If you want the true Victor Hugo rendered into music, you
have to get hold of Hyperion's CD of Songs by Camille Saint-Saëns , very
capably performed by the baritone François Le Roux and the pianist (and music
scholar) Graham Johnson. The songs are in French, of course, which is part of
what it means to have the true Hugo, who once said, "The measure of a nation's
intelligence is its ability to speak French." They are written in the light,
teary, lovely style of 19 th -century French song--the style that you
can see in a little pastoral love poem of Hugo's, with the singer and pianist
joined by Philippa Davies on flute, by clicking . The songs convey some of the
orderliness and purity of Hugo's poetic imagination, his unflappable fluency,
his verse structures varying with perfect control, as if every possible
variation on rhythmic and melodic order lay easily within his grasp--as in, for
instance, the opening bars that you can hear by clicking .
But is
there any advantage in listening to Hugo--or to any poet--through the
soundboard of a composer's music?
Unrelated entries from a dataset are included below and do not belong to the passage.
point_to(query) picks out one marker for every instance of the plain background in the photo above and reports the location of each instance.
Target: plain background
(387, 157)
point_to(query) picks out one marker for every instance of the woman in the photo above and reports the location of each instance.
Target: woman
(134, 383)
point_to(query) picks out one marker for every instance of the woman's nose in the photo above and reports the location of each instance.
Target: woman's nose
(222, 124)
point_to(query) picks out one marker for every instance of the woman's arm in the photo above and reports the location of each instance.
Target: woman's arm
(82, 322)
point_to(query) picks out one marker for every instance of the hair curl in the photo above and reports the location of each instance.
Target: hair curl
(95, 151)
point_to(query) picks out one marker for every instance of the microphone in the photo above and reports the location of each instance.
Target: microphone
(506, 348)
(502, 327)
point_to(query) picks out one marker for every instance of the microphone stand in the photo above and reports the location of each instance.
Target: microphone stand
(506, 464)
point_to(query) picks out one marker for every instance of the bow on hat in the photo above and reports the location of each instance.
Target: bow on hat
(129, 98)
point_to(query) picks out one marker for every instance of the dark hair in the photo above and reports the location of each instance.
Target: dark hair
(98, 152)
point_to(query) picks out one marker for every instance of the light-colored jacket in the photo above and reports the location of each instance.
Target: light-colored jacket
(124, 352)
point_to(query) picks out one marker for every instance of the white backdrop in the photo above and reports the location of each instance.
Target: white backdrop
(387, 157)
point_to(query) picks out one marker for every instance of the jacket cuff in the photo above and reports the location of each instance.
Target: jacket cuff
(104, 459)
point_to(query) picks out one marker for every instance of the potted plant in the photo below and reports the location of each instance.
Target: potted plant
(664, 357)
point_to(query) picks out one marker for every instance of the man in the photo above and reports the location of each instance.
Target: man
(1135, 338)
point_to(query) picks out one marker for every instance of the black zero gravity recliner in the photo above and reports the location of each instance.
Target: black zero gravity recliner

I find it enjoyable to listen to the musical
settings by Saint-Saëns, but then again, a little disappointing. Poetry
contains its own music, even if the music is only hinted at, and if some
composer comes along and fills in the hints with imaginings of his own, the
effect is to close off possibilities for your own imagination. Claude Debussy
once said to the poet Stéphane Mallarmé that he had set a poem of Mallarmé's to
music--to which the poet is said to have replied, "I thought I had already done
that."
The splendidly incongruous
20 th -century musical resurrection of Victor Hugo makes me conclude
that, when composers set a poet's work to music, the best thing to do is, in
the case of a fiasco like Disney's Hunchback , to stay away completely,
and in the case of a show like Les Mis , to enjoy the story without
paying any attention to the literary art. In the case of a Saint-Saëns, on the
other hand, the best thing is to savor the musical settings and the words,
too--and then put aside the music to enjoy Victor Hugo, the poet, as presented
by himself on the printed page, with piano accompaniment and vocal sonorities
provided by your own dreamy imagination.